タイの大手自動車整備業者向けオンラインタイヤマーケットプレイスであるWYZautoが、225万ドルの資金調達を実施、同時にモビリティとサプライチェーン分野に特化した東南アジアのベンチャーキャピタルであるVynn Capitalとの提携を発表した。WYZautoは、タイの二輪車および四輪車のメンテナンス事業者と一流のタイヤブランドを結びつけるプラットフォームであり、国内最大級のタイヤ在庫へのアクセスを提供している。また、近い将来には他の車両部品へと範囲を広げ、車両整備サプライチェーンを全体的に効率化することを目指している。なお、同社は、モビリティと自動車分野における重要な中心地として戦略的に位置付けられているマレーシア市場にも既に進出を果たしている。そして今回の提携を受け、モビリティ投資におけるリーダーシップとマレーシア市場への深い理解を持つVynn Capitalは、今後WYZautoのマレーシアでの事業拡大を積極的に支援する計画だ。

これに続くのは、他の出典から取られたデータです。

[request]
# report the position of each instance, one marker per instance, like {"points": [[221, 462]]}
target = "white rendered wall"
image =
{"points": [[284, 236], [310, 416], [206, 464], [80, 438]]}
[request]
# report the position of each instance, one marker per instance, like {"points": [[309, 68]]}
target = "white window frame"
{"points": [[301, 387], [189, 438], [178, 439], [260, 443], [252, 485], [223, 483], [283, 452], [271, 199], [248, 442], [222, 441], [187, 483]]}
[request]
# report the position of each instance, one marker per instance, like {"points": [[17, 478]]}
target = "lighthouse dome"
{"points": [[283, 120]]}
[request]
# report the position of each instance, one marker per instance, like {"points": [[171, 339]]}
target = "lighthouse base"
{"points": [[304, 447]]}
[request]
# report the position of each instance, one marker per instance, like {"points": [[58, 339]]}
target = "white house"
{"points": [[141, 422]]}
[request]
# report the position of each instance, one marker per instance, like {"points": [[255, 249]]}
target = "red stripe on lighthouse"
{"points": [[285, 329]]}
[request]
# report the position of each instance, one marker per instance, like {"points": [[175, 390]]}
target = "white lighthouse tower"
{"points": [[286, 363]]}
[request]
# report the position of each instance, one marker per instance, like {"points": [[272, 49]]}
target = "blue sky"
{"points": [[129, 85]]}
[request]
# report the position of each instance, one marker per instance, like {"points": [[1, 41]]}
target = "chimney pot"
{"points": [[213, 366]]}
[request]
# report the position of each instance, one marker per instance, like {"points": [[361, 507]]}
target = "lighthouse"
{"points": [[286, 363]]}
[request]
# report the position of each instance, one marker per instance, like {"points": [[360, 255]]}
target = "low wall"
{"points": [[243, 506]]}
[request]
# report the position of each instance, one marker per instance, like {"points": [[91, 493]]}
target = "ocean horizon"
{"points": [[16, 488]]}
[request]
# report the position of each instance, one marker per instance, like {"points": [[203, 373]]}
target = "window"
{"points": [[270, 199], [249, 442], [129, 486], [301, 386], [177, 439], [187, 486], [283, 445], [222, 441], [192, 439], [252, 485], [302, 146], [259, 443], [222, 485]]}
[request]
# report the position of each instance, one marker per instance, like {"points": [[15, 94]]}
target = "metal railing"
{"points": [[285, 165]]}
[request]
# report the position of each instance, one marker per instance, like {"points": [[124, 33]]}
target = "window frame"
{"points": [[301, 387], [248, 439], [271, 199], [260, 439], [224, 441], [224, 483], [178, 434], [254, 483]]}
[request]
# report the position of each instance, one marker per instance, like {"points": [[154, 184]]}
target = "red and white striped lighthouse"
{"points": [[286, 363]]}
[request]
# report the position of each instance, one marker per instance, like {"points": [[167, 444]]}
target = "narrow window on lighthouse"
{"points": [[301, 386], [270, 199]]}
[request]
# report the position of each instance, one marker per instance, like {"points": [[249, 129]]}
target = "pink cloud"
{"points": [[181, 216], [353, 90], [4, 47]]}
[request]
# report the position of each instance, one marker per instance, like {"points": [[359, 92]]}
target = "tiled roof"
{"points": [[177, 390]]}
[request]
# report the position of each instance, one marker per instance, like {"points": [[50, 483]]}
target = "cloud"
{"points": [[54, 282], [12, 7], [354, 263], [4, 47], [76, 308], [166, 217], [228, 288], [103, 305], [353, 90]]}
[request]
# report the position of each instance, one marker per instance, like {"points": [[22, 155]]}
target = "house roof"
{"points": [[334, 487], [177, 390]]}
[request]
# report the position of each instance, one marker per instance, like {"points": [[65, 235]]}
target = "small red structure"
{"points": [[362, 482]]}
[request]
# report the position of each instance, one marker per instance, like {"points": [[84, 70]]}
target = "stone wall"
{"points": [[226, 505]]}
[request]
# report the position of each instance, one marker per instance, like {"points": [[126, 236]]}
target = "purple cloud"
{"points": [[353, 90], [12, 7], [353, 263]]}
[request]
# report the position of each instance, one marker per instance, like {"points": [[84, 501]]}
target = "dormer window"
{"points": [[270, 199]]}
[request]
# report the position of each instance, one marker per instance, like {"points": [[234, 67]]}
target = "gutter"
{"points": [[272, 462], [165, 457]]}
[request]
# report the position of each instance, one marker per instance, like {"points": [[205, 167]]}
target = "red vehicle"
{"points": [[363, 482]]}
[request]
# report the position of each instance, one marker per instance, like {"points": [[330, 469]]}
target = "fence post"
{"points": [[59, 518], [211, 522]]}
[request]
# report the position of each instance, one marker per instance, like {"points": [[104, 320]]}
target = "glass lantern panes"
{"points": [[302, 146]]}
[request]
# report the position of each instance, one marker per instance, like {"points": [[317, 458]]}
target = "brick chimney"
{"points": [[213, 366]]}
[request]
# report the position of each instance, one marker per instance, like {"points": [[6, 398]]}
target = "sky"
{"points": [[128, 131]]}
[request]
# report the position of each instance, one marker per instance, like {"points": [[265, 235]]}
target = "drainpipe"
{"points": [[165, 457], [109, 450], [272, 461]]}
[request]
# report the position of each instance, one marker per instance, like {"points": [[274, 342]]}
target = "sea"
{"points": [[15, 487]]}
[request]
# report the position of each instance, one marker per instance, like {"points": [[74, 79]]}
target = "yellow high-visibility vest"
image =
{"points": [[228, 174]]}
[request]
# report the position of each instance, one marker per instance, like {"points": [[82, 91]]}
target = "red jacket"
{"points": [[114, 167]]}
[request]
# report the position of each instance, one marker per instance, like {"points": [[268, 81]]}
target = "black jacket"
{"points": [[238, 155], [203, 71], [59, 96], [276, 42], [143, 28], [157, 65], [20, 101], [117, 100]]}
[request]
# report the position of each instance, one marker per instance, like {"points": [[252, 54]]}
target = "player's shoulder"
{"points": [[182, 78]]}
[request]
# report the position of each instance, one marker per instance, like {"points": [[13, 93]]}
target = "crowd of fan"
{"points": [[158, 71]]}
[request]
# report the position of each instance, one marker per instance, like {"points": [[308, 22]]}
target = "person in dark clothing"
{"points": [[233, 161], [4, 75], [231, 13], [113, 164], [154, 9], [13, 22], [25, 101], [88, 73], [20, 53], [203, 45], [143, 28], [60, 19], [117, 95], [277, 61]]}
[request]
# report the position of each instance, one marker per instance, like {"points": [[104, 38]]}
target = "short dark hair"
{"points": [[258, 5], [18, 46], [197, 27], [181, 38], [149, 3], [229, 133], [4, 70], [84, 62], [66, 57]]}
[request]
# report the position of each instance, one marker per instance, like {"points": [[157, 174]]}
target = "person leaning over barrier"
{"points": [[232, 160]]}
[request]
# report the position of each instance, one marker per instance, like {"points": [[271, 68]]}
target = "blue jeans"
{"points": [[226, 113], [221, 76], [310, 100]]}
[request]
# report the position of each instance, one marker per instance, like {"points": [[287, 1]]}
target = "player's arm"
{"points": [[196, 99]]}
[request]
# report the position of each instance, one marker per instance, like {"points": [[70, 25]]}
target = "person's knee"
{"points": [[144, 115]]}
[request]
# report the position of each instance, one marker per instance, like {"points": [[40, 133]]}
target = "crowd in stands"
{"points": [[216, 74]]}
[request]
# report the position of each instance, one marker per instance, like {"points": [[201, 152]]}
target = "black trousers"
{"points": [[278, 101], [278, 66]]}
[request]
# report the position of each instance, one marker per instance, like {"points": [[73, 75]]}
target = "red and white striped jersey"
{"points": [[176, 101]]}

バンコクを拠点にタイとインドネシアで医療・手術向けマーケットプレイスhdmallを展開するhd社は、560万ドルのシリーズAラウンド完了を発表した。同社はサードパーティー医療・手術サービスのマーケットプレイスとしてスタートし、ヘルスケアカスタマージャーニー向け会話型AIの開発に注力、現在はヘルスケア業界向けのチャットボットを開発中だ。今回得た資金を活用し、3ヶ月以内にマーケットプレイス向けチャットボットを展開するという。ターゲット顧客層は24時間365日のカスタマーサポートを必要とする病院やクリニックとなる。hd社はアジアで約2,000の医療プロバイダーと連携しており、これらの関係を通じヘルスケア領域向け基本言語モデルの調整を行う予定だ。またチャットボットサービスを通じ、2025年までに5,000人以上の医療従事者と300以上の手術室をサポートし、数千件の手術を実現する目標を掲げている。